Williamsport was the "hub" of the United States Trimming industry from 1900 into the 1990's. Trimtex started operations in 1919 and had 60,000 patterns that came off over 6,000 braid and trim making machines. At it's peak it employeed over 400 people and had revenue upwards of $200 million a year. As sales declined as less people sewed and bought narrow trimmings and lace the building was finally shut in about 2007. The trim inventory remained untouched at the building at 400 Park Avenue in historic downtown Williamsport.
In addition to Trimtex there were several other narrow trim manufacturers in and around Williamsport including Lycoming Trim. In nearby Scranton was Scranton Lace Co., whose large manufacturing building sits idle awaiting redevelopment. The Scranton Lace building is featured in a 2015 art book of abandoned buildings "The Art Of Abandonment" by Walter Arnold. In the book. In the book you can picture the abandoned lace factory and see lace still on the looms the day the factory shut.
As the textile industry left central Pennsylvania for the southern United States then overseas the way trims were sold changed forever. In the past the cards or rolls would be sold in retail dime stores and fabric shoppes across the USA by the yard. Shoppers would cut off the yardage they needed and stores would stock hundreds of styles. Today, with trims being made in low labor country, trims are sold in small yardage rolls at big-box retailers. Many trims are packaged in one yard or two yard increments to get to the selling price point the big retailers need. They frequently only sell the best selling trims which make the more unusual trims harder to find.
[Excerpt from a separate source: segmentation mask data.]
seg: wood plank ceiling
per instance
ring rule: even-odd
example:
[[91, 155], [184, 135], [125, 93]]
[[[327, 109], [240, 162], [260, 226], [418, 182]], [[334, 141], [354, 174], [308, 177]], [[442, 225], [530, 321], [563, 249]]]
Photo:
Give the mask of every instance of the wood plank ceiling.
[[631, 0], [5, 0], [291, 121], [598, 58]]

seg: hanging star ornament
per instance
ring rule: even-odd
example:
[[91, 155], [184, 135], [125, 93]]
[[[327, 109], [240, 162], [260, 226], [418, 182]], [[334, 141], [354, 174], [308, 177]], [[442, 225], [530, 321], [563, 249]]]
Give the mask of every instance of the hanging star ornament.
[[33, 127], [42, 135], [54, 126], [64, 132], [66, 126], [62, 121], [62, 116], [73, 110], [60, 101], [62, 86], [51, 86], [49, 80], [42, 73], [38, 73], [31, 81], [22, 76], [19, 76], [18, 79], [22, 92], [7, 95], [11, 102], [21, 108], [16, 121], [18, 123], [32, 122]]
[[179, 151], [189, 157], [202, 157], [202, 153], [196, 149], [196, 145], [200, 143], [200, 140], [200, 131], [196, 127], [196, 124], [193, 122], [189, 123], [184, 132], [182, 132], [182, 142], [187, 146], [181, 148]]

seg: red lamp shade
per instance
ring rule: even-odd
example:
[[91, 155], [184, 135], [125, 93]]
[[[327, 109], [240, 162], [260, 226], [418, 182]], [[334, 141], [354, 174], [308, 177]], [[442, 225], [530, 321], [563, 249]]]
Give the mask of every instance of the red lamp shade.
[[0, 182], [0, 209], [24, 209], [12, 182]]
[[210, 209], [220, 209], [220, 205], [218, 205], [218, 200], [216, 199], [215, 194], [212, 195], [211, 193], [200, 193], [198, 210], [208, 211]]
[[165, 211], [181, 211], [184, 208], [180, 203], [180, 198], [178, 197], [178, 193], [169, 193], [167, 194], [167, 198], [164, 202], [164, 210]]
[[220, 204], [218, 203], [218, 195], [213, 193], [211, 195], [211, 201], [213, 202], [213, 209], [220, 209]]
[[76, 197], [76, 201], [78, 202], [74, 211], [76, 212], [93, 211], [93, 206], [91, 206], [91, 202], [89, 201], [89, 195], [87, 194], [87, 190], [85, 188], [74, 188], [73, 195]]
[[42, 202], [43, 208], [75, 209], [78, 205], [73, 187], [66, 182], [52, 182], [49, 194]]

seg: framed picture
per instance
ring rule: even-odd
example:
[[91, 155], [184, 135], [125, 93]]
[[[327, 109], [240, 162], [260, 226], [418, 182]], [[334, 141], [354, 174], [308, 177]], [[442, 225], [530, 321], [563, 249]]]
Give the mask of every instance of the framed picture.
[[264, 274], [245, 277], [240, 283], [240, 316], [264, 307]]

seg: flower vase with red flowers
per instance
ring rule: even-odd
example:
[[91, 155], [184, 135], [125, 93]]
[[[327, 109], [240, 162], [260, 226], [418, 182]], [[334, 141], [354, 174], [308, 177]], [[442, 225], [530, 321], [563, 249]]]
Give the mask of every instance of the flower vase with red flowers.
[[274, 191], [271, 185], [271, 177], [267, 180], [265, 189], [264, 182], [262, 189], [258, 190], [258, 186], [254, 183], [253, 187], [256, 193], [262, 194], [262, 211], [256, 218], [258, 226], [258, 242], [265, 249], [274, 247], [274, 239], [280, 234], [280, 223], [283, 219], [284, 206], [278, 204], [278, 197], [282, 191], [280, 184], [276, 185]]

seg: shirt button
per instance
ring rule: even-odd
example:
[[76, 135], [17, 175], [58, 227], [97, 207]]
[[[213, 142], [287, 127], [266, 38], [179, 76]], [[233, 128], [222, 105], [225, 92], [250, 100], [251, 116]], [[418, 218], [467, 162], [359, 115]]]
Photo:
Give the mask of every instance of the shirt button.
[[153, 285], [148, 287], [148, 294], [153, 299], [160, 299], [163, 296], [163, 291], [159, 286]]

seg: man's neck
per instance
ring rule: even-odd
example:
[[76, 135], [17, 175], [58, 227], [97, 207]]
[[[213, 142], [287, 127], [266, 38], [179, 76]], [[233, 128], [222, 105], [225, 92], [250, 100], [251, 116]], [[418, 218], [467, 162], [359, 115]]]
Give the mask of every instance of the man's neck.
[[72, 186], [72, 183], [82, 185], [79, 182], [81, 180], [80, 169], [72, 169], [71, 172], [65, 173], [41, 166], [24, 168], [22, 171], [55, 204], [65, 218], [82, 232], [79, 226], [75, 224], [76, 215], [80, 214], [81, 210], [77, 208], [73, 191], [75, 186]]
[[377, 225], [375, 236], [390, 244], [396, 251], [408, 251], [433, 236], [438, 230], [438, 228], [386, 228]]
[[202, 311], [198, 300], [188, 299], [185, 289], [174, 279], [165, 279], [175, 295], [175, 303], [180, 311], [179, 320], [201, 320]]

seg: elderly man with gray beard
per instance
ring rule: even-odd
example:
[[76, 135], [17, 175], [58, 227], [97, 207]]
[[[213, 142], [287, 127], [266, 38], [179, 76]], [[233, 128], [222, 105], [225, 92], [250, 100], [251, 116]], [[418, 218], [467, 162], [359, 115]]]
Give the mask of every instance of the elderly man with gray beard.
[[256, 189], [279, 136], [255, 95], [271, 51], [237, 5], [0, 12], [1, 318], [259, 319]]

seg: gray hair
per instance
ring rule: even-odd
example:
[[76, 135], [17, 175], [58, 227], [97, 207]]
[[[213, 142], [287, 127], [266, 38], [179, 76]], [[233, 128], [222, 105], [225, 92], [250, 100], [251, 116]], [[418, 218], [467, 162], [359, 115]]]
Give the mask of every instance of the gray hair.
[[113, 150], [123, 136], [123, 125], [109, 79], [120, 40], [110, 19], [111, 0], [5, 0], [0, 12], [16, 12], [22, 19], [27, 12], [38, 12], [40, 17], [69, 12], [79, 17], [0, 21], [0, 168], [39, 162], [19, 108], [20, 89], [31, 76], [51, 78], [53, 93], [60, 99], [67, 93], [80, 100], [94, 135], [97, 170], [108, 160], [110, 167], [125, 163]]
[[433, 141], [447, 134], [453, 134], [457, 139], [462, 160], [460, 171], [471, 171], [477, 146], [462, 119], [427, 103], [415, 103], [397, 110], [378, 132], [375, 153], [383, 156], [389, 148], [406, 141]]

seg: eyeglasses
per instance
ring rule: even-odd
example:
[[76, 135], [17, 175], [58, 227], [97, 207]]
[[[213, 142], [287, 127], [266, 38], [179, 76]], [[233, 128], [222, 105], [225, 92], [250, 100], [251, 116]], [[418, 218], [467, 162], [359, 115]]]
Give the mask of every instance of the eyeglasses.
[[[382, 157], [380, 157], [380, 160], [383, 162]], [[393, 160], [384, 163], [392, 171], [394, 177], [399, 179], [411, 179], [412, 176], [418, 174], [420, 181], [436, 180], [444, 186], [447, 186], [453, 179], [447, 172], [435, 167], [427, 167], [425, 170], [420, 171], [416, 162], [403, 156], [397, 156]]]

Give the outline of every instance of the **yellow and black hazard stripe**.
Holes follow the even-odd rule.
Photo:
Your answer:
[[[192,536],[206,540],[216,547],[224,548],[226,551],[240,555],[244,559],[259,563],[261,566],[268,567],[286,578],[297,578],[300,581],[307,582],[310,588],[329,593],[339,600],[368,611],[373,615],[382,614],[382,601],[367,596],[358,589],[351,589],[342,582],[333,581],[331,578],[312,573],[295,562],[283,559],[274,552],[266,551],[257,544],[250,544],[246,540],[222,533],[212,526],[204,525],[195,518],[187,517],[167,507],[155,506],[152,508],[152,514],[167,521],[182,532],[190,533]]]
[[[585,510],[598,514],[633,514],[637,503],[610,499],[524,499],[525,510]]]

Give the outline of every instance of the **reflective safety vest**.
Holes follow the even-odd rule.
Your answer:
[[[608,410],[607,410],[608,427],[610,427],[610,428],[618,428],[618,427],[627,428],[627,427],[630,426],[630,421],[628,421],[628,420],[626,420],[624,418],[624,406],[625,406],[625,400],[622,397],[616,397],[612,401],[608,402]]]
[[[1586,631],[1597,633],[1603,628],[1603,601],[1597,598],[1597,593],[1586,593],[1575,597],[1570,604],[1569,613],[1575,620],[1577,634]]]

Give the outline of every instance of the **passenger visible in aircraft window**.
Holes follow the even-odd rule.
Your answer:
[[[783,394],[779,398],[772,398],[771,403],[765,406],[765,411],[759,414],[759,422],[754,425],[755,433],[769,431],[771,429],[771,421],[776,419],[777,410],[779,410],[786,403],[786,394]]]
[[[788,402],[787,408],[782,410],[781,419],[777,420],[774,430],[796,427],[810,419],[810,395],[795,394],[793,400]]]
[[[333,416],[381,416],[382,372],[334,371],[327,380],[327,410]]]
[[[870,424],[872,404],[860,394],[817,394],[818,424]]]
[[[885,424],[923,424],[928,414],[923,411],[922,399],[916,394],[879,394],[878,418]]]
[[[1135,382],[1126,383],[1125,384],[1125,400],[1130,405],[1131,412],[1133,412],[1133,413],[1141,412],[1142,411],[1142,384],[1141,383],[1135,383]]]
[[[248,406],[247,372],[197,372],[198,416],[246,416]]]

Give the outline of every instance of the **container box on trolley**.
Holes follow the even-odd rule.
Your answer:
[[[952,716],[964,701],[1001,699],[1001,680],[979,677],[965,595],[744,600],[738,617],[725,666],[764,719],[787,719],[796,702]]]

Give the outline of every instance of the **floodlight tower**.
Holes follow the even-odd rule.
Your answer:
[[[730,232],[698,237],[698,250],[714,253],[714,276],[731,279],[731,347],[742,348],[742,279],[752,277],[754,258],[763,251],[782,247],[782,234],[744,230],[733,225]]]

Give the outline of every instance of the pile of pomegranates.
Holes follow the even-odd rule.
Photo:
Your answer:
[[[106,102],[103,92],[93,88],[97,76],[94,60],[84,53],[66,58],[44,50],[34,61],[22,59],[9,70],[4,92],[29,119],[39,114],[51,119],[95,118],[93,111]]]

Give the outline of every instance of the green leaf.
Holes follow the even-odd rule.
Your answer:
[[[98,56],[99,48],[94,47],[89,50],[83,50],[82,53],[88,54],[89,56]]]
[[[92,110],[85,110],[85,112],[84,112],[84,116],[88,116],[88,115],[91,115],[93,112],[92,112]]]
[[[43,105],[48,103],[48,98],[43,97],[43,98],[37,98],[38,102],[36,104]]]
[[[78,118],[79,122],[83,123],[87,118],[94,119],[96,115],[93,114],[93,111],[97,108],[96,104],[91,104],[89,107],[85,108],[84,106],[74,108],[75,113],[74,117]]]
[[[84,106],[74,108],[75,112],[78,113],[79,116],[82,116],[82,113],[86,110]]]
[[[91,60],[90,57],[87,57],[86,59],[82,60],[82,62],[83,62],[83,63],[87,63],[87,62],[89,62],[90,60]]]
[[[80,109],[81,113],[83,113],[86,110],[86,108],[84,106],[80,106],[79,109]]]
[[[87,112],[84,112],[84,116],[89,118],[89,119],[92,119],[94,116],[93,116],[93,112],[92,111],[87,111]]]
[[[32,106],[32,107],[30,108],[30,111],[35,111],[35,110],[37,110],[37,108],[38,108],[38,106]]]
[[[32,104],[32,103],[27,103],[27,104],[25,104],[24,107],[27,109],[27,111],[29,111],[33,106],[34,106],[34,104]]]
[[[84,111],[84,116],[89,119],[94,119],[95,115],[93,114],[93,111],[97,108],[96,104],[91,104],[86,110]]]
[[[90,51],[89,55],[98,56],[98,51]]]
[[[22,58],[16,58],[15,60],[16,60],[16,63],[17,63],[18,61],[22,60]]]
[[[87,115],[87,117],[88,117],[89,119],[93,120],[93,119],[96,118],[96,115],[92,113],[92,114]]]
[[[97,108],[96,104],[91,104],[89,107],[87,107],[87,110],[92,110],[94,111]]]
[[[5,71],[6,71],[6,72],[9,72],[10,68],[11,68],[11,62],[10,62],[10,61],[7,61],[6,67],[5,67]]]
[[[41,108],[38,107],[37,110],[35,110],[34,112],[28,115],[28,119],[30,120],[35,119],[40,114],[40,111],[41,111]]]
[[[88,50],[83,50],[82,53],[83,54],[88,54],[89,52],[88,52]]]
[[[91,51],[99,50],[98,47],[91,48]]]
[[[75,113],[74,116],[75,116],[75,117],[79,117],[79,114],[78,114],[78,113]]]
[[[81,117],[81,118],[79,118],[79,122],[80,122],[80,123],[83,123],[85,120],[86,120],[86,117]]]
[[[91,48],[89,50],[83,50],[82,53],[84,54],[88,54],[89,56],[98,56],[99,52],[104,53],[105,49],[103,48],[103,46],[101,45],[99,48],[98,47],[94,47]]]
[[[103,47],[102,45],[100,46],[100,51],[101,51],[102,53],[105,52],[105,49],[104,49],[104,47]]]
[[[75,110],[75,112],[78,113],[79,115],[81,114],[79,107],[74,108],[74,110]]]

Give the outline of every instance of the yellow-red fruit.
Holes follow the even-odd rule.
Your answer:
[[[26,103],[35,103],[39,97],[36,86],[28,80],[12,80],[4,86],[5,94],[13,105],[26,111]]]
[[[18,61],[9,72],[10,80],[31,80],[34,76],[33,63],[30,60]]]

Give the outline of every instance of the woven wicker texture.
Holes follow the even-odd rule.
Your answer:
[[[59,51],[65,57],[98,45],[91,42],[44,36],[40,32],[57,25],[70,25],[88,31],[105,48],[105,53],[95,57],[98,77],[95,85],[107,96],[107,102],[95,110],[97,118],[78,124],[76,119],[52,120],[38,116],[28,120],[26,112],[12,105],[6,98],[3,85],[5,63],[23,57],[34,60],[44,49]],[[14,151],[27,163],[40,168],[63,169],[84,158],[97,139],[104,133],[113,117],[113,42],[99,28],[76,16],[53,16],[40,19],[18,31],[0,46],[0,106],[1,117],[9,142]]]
Vintage Trims.com based in Fergus Falls, Minnesota built it's business on finding warehouses of original fabric trims made in the 1950s and later that used higher quality materials not found today. They stock thousands of unusual and hard to find trims. In fact one grouping of trims from Trimtex was found marked with the dates of manufacture on them from the period 1957 to 1968 and we offer them by the date made. This is literally a trim museum that you can buy trims from the exact day of manufacture.
The advantage of vintage trims is they tend to constructed better using high quality materials than today's trims. There are also colors and patterns not seen for generations. When you are looks for unique and different, think VintageTrims.com of Fergus Falls. We celebrate sewing and creativity and every order is important to us. We try to fill every order the day it comes in, even cut yardage. Our inventory spans categories but we specialize in colorful jacquards and braids, but also have a wide variety of fringe, lace, cord, piping, and speciality trims plus a full line of embellishment including mini-bows, rosettes, appliques, tassels and notions.
The Trimtex brand continues to live on along with its sister brands Carolace and St. Louis Trimming out of New Jersey where they import trims and sell under the brand names.
There continues to be two small narrow trim manufacturing plants in the Williamsport area that continue to make trims. Both factories have former employees of Trimtex and some of the manufacturing equipment still curns out speciality trims.